Pada 6 SM sampai 1 M, dunia keilmuan dikuasai oleh orang Barat di antaranya Plato dan Aristoteles. Kemudian, pada 1 M sampai 6 M dunia kelimuan disentuh oleh nilai-nilai agama yang serimg disebut berpaham religionis. Pada tahun ini, para agamis dari berbagai negara mulai mengeluarkan pendapatnya dan menentang pemerintahan yang diktator. Melihat hal itu, pemerintah pun tidak tinggal diam dan mulai membunuh satu-persatu para tokoh agama yang mengeluarkan pendapat yang bertentangan dengan pemerintahan.

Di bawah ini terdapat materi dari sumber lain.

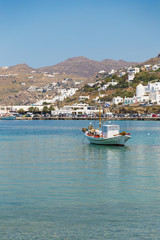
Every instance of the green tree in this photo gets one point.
(21, 111)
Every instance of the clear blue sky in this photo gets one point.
(45, 32)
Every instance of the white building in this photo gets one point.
(117, 100)
(102, 71)
(76, 109)
(11, 109)
(145, 93)
(155, 67)
(121, 74)
(133, 70)
(82, 98)
(131, 77)
(112, 72)
(91, 84)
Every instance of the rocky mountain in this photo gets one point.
(155, 60)
(82, 66)
(21, 68)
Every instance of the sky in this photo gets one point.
(45, 32)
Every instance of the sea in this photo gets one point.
(55, 185)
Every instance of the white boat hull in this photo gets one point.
(119, 140)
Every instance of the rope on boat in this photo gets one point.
(83, 139)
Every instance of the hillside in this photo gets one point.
(84, 67)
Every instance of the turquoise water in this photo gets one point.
(53, 186)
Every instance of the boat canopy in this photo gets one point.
(110, 130)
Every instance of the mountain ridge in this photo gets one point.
(85, 67)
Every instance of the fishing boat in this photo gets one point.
(11, 117)
(106, 134)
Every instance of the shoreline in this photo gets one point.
(86, 118)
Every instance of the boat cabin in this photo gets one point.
(110, 130)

Pada zaman dahulu, negara-negara Arab terbagi ke dalam beberapa kelompok berdasarkan bidang keilmuan diantaranya perintis, penikmat, penghancur, dan pembangun. Ilmuwan dalam negara Arab sulit berkembang karena hak-haknya tidak terlindungi bahkan nyawanya terancam oleh otoritas pemerintahan dan ancaman negara barat.

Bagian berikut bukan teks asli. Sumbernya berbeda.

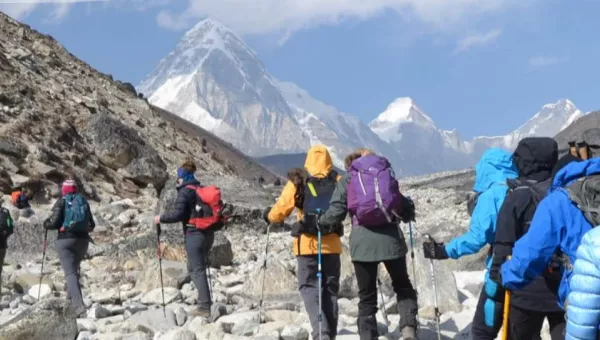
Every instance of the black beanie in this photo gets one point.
(564, 161)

Kemudian, Kiai Nazarudin berpendapat “ Alangkah miskinnya mahasiswa kalau gurunya hanya orang-orang yang hidup (not only for personal teacher)”. Maksudnya, kita tidak hanya bergantung kepada orang-orang yang hidup saja namun berwashilah kepada orang-orang hebat yang sudah wafat. Sebagai contoh, kisah Imam Al-Ghazali dalam menyusun kitab Ihya’ Ulumuddin dimana setiap hadist yang beliau tulis terlebih dahulu ditanyakan kepada nabi Muhammad SAW terkait keshohihannya. Sebanyak 240 hadist yang ditulis oleh  maka sebanyak itulah Imam Al-Ghazali bertemu Nabi Muhammad SAW. Contoh lainnya adalah kisah Nabi Yunus yang berguru pada ikan paus, dan Nabi Sulaiman yang berguru pada Burung hud-hud. Ibnu Arobi dan Nabi Musa yang berguru kepada Nabi Khidir sebagaimana keterangan dalam surat Al-Kahfi ayat 60-82 adalah contoh ilmu yang dipelajari sebagai ilmu laduni.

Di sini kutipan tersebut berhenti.